Hi everyone!
I have been working with the projpred package lately and I don’t feel very confident with the results. I started using stepwise regression when I found this package, and I think is the tool I need. I have 39 variables/features (x1,x2,x3,…,x39) and I want to reproduce the response variable y. My prior knowledge is that some of the variables may be not relationated with y, and some of them are highly correlationated with the others, so the information the carry is redundant. The idea is then to find a minimal subset of the variables to reproduce the y value.
I tried with the horseshoe prior as indicated by Piironen and Vehtari (2017):
formula <- y ~ x1 + x2 + x3 + x4 + x5 + x6 + x7 + x8 + x9 + x10 + x11 + x12 + x13 + x14 + x15 + x16 + x17 + x18 + x19 + x20 + x21 + x22 + x23 + x24 + x25 + x26 + x27 + x28 + x29 + x30 + x31 + x32 + x33 + x34 + x35 + x36 + x37 + x38 + x39
n <- nrow(data)
D <- 39 # number of parameters
p0 <- 15 # prior guess for the number of relevant variables
tau0 <- p0/(D-p0) * 1/sqrt(n)
fit <- brm(formula, family=gaussian(), data=data,
prior=prior(horseshoe(scale_global = tau0, scale_slab = 1), class=b),
seed=123456789, chains=4, iter=2000, warmup=1000,
control=list(max_treedepth=12,adapt_delta=0.99), save_pars=save_pars(all=TRUE))

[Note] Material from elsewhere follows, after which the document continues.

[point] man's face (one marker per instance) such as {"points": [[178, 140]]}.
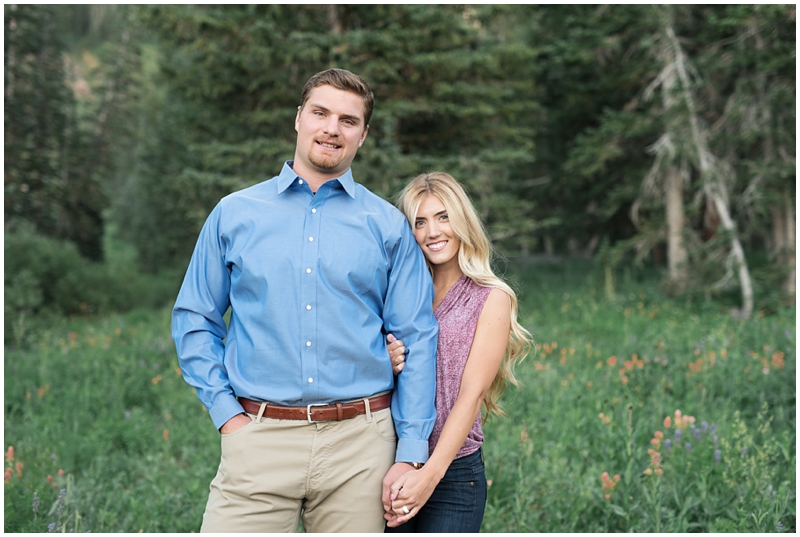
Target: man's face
{"points": [[330, 129]]}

The results, with mcmc_intervals, are:
(the order of the variables is the one got by cv_varsel, see later) Note the high dispersion/error on the Intercept. This is a problem I think, since the range of my response variable is range(y) = [-1.58 , 0.37], so I don’t know if I can be confident about the predictions for y with that uncertainty.
Let’s go to proper projpred. I construct the reference model and use the cv_varsel function:
refmodel <- get_refmodel(fit)
vs <- cv_varsel(refmodel, method = "forward", nterms_max = 50)
plot(vs, stats = c('elpd', 'rmse'))
I get this plot, and using the suggest_size function with ‘elpd’ or ‘rmse’, it suggests me to use 19 variables. So, now:
proj <- project(vs, nterms = 19, ns = 500)
mcmc_intervals(as.matrix(proj))
The Intercept has a large dispersion again, and some of the coefficients (x31, x13) are nearly zero! I don’t feel very confident about this.
Finally, I plot the predictions using the reference model (blue x) and the submodel (black dots) versus the original y values, with the 1:1 relationship:
So it seems like projpred did a good job, reproducing with the submodel the predictions of the reference model. But I think it could be better, with less dispersion (i.e. the predictions closer to the 1:1 line), and better coefficients (that is, less dispersion for the intercept, coeffs nearly zero?, etc.)
Does someone know if I can do better? May be a problem with the reference model?